So, apparently I am some kind of crazy person. I have long had an affection for Japanese Taiko Drumming, just little opportunity to play. After being first inoculated by Soh Daiko in NYC, and later seeing the world-class Kodo. I took some workshops back in the mid 80s, but despite an ongoing interest, I never really had the opportunity to pursue it. But over the years I did learn a spectrum of world percussion, Afro-Carribean, Middle Eastern, Celtic/Irish, Native American, etc… In the year or so before COVID hit, I did acquire some actual used Taiko Drums. I began to incorporate them in our Jams with local world percussion group Shangö Percussion here in Berkley Springs, WV. I started taking workshops and attending the East Coast Taiko Conferences (till COVID) The group mostly dissipated during the pandemic, but I tried to keep on. The nearest Taiko Dojo is Mark H Rooney’s School of Taiko in the Takoma Park near DC. two and half hours away. So I could make Workshops or Events, but not classes. Finding myself the only Taiko Player in Morgan County, likely the Eastern Panhandle – If I wanted people to play with, I’d have to make ’em myself.
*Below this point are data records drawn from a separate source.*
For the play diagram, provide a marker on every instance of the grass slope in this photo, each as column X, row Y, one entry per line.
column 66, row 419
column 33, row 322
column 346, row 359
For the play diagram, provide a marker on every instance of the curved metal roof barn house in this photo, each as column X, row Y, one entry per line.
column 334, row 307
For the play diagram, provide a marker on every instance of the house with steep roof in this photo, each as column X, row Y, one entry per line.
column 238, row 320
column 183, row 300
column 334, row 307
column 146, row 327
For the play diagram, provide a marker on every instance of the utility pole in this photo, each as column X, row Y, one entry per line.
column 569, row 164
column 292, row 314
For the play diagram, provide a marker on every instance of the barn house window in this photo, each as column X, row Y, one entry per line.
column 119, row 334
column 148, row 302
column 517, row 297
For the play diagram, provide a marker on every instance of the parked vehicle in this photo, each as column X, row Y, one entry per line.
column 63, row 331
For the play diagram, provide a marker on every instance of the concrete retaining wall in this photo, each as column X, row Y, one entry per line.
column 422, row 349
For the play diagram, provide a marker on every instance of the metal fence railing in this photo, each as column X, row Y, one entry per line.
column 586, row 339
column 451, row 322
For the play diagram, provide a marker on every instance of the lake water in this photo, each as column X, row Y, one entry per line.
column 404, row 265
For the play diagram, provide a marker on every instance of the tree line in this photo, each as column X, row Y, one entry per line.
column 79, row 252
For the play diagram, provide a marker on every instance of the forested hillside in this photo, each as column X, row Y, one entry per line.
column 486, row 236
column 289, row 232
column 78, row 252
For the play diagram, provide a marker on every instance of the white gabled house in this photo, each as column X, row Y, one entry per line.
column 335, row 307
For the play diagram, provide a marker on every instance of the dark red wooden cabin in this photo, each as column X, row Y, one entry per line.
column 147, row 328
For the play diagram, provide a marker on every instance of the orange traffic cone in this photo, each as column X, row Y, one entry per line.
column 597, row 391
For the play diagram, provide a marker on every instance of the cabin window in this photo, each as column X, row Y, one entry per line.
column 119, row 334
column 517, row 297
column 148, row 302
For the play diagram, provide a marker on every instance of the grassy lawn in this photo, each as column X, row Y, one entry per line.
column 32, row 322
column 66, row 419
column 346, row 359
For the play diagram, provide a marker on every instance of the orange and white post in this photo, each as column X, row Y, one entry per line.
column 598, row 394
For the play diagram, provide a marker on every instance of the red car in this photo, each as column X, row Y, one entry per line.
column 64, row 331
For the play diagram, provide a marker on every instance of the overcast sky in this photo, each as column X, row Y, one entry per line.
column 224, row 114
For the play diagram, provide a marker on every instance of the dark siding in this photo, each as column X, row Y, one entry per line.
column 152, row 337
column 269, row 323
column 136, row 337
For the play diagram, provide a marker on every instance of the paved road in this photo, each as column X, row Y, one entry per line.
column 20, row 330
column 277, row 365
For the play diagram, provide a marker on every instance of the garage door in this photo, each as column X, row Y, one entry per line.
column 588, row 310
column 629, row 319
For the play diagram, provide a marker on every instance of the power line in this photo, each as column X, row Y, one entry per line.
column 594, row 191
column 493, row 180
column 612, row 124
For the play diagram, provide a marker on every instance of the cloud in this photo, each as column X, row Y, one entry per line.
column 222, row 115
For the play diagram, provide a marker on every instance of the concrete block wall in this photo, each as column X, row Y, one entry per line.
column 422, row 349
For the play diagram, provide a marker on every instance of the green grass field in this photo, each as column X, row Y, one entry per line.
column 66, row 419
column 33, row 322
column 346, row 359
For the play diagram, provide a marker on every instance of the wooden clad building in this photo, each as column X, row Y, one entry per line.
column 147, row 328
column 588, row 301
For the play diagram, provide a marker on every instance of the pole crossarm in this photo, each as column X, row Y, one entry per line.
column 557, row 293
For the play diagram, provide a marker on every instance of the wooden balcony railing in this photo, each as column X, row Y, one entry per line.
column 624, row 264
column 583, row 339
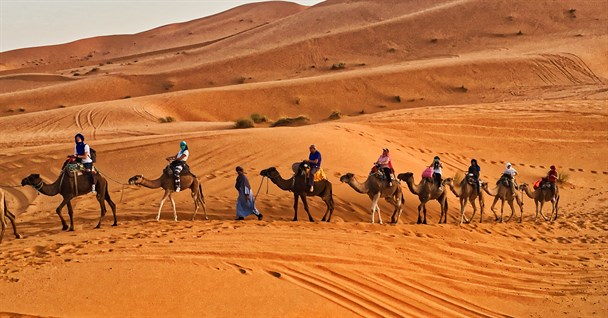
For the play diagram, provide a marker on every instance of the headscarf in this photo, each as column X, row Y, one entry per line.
column 183, row 146
column 79, row 145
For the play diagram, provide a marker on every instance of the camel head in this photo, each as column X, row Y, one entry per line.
column 270, row 172
column 136, row 180
column 348, row 177
column 33, row 180
column 406, row 176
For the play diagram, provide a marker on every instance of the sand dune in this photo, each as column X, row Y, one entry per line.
column 478, row 91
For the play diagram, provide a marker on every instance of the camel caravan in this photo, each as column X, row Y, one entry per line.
column 79, row 177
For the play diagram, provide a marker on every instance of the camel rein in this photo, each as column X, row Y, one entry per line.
column 122, row 190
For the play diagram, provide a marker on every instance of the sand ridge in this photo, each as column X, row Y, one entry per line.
column 446, row 78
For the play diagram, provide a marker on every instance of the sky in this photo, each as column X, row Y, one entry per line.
column 29, row 23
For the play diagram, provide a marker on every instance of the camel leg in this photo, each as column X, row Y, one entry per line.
column 502, row 208
column 102, row 204
column 397, row 205
column 424, row 211
column 419, row 210
column 463, row 204
column 512, row 210
column 295, row 207
column 113, row 207
column 374, row 207
column 195, row 199
column 58, row 210
column 481, row 207
column 327, row 215
column 493, row 208
column 11, row 217
column 162, row 201
column 474, row 211
column 305, row 203
column 542, row 203
column 330, row 206
column 173, row 205
column 71, row 214
column 444, row 212
column 2, row 225
column 555, row 207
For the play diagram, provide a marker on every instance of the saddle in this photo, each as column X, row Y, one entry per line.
column 72, row 168
column 169, row 170
column 318, row 176
column 506, row 180
column 378, row 173
column 544, row 183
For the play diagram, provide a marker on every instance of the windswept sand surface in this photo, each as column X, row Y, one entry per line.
column 468, row 87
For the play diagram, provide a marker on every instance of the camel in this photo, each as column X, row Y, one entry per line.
column 376, row 188
column 466, row 193
column 540, row 196
column 69, row 188
column 165, row 181
column 426, row 190
column 504, row 193
column 297, row 184
column 5, row 213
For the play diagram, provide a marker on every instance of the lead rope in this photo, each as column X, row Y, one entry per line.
column 259, row 188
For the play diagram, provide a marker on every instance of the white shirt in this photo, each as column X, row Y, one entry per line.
column 512, row 172
column 87, row 151
column 180, row 153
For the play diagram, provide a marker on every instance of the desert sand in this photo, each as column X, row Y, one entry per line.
column 524, row 82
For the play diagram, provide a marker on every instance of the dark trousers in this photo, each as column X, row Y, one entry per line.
column 387, row 174
column 89, row 168
column 311, row 175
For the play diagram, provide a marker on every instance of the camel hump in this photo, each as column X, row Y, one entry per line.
column 319, row 175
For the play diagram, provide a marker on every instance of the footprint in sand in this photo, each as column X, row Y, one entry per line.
column 275, row 274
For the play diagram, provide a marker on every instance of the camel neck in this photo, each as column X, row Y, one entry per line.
column 454, row 190
column 152, row 184
column 490, row 192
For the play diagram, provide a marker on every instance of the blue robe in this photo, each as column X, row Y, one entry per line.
column 244, row 207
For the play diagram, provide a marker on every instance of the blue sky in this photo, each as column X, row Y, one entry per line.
column 28, row 23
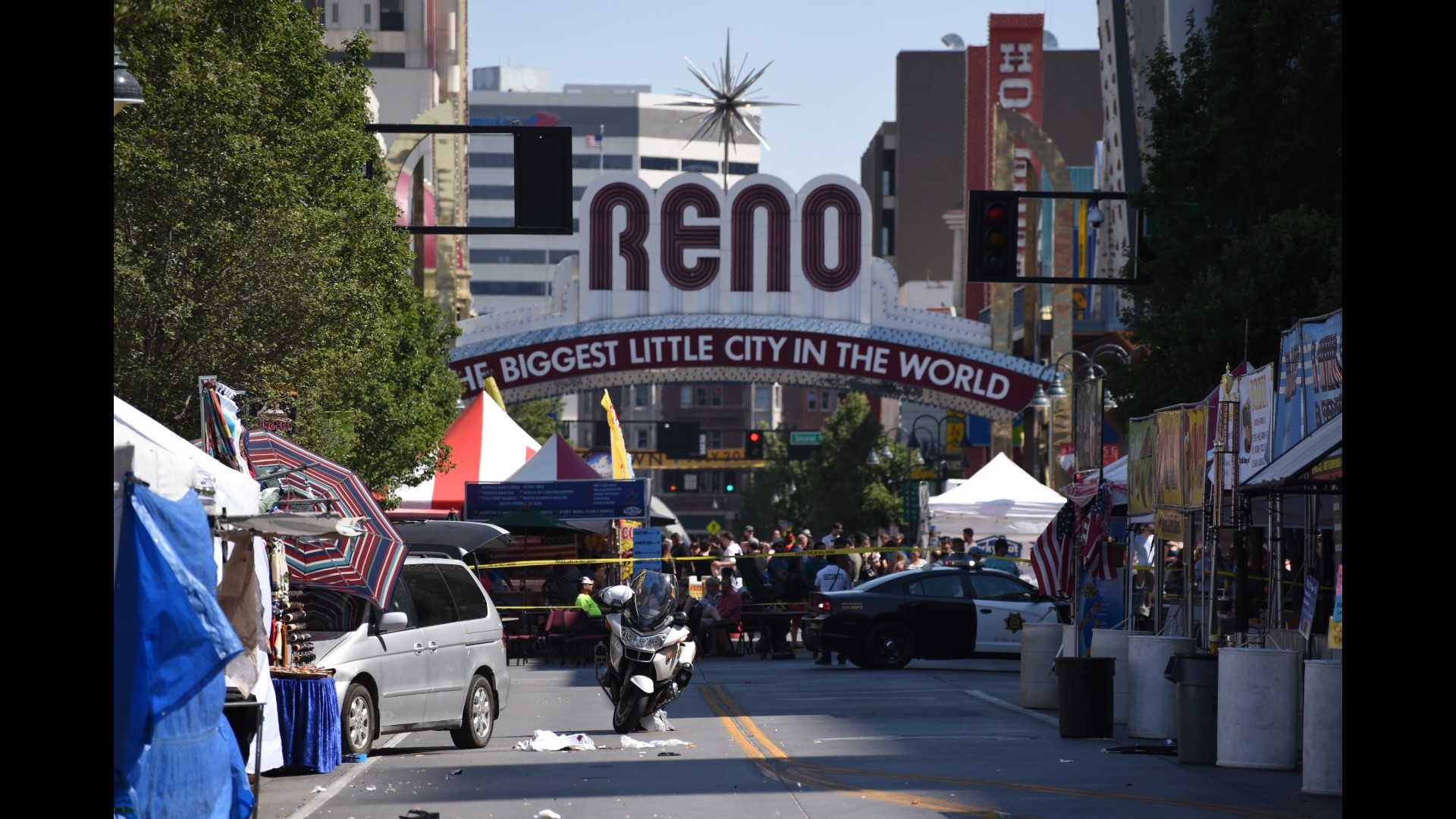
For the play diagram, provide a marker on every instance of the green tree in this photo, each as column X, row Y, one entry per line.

In January, the local arts collective, the Morgan Arts Council, asked If I could do a Taiko Presentation for their first ever Cherry Blossom Festival in April. I said I thought I could put something together… (OH HELL YES). But realized that it would be way better to show proper kimidaiko – or ensemble drumming – as a proper expression of North American Taiko. So I started recruiting some
vict-… participants. The breakthrough was at a local variety show, The Bath Follies where I did some African and Taiko drumming with the last surviving member of Shangö. “If you thought that looked like fun, we’ve an event coming up in April. See me after the show” Got about 15 people. Ten of ’em STAYED. Holy cats.
This group of merry thumpers debuted on April 29th, 2023 at Morgan Arts Council’s first Sakura Matsuri festival. After the Standing Ovation, despite my being an obsessive taskmaster and all around Taiko a**hole, they wanted to keep on going. So now we have Shangö Mountain Taiko – a little Appalachian community Taiko group – 2-1/2 hours away from the nearest Taiko dojo. We have no Zen Temple, no Buddhist Church, no Japan Society chapter, no Asian American Community of note, no college or university, no major institutional sponsors, and our schools are ridiculously cash strapped. Just a bunch of hillbillies with sticks, with our hats out.
We did another gig – Bringing in the May – a local Faerie Festival, and in a couple of weeks, we’re headed down to Buckhannon, WV to perform in the international showcase and parade for the World Association of Marching Show Bands Annual Championship! Apparently we are a good fit, given this year’s theme of “Uniting the World Through Music” and overcame my protests that we were only THREE MONTHS OLD and we don’t MARCH (they’re putting us on a float! Okay, then. Our first road trip and our first parade. Should be… fun, challenging and interesting. So I am kind of proud of my crew of happy thumpers, form and cue errors and the 1001 things to work on. Astonishingly, I got them from Square Zero to presentable in just over two months. Take the win, monkey-boy! They’re getting better with each session. So we’ll see where it goes!
So yeah, I started a small town Taiko group at Sixty Four. Audacious. Batshit. Lunacy! I will freely admit my Yatai-bayashi days are probably past, but I can still play Miyake and I’m getting downright thumpy on Odaiko...
But that does set me up with a five item To-do list.
1. Excellence. Just get better at what we do. Form, dynamics, presentation, style, memorization… the works.
2. Repertoire. We debuted with essentially two and a half songs and an intro including riffs copped from Led Zeppelin songs! If we want to do a show longer than 25 min, we’d best get on that.
3. 501(3)c filing. We need to be a legal not-for-profit entity to do a LOT of things – have a bank account, solicit sponsors, take out loans, get paid for gigs, and apply for grants. Which directly leads to…
4. DRUMS. Taiko drums are CRAZY Expensive – the cost of these magnificent instruments is the number one barrier to entry for this amazing and thunderous art form. And then lastly…
5. Gigs. People work harder, study, and practice when there are events to work towards. And they are trickling in, thank the gods.
So it would seem that my Studio is “shadow-sponsoring” a local community Taiko group (essentially, paying for shizzz). It may be the utmost folly – but we’re sure having a lot of fun! Don Don doko DON…. So Re!